Teaching alphabet stroke order and stroke count to Japanese children

Not as clear as it first seemed


I’ve also been meaning to write this post for a while 🙂

A couple of years ago it came to my attention that some of our students were being told by their elementary school teachers and junior high school teachers that they were writing English letters wrong.

After an initial reaction of annoyance (this seems to be a perennial problem with some teachers who don’t have the confidence to deviate from the one correct answer given by the textbook), I decided that it might be better to find out what the official ‘stroke order’ for the alphabet in Japan is and make sure our students know it.

I have done some quick research and there doesn’t seem to be any official stroke order.
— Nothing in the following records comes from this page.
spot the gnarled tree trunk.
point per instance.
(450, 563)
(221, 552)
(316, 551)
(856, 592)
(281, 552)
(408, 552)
I found the following two online:

stroke order nintendo

This is from Nintendo

stroke order gakuryoku

And this is from GakuryokuUp.

As you can see, they are slightly different (lower-case w, for example). Presumably the teachers are going off whatever textbook they are using in class, and are so insecure that they won’t accept alternatives.

Which kind of takes us back to the beginning. I guess we just need to teach our students that there are different ways of writing letters, and some of their teachers in the future are going to be particular about how they are written in their class. Always do things the way your current teacher wants you to, even if they are wrong (like the ALT who told one of our students that the only correct response to ‘how are you?’ is ‘I’m fine, thank you’).

Any experiences with teaching letter-writing?


1 Jun 2015, 10:10pm
by Trevor Lawless


Some Japanese parents think there is one correct stroke order for writing English. When they observe a lesson they may think the teacher is not teaching their kids the correct method if they are not made aware that while there are general rules there are several acceptable ways to form some letters.

Very good point! Managing parent expectations is probably harder than dealing with the children 🙂

actually, after teaching English to children in Japan for 30 years I have had to make my own lessons. Both of those images are incorrect and not the way natural writers write.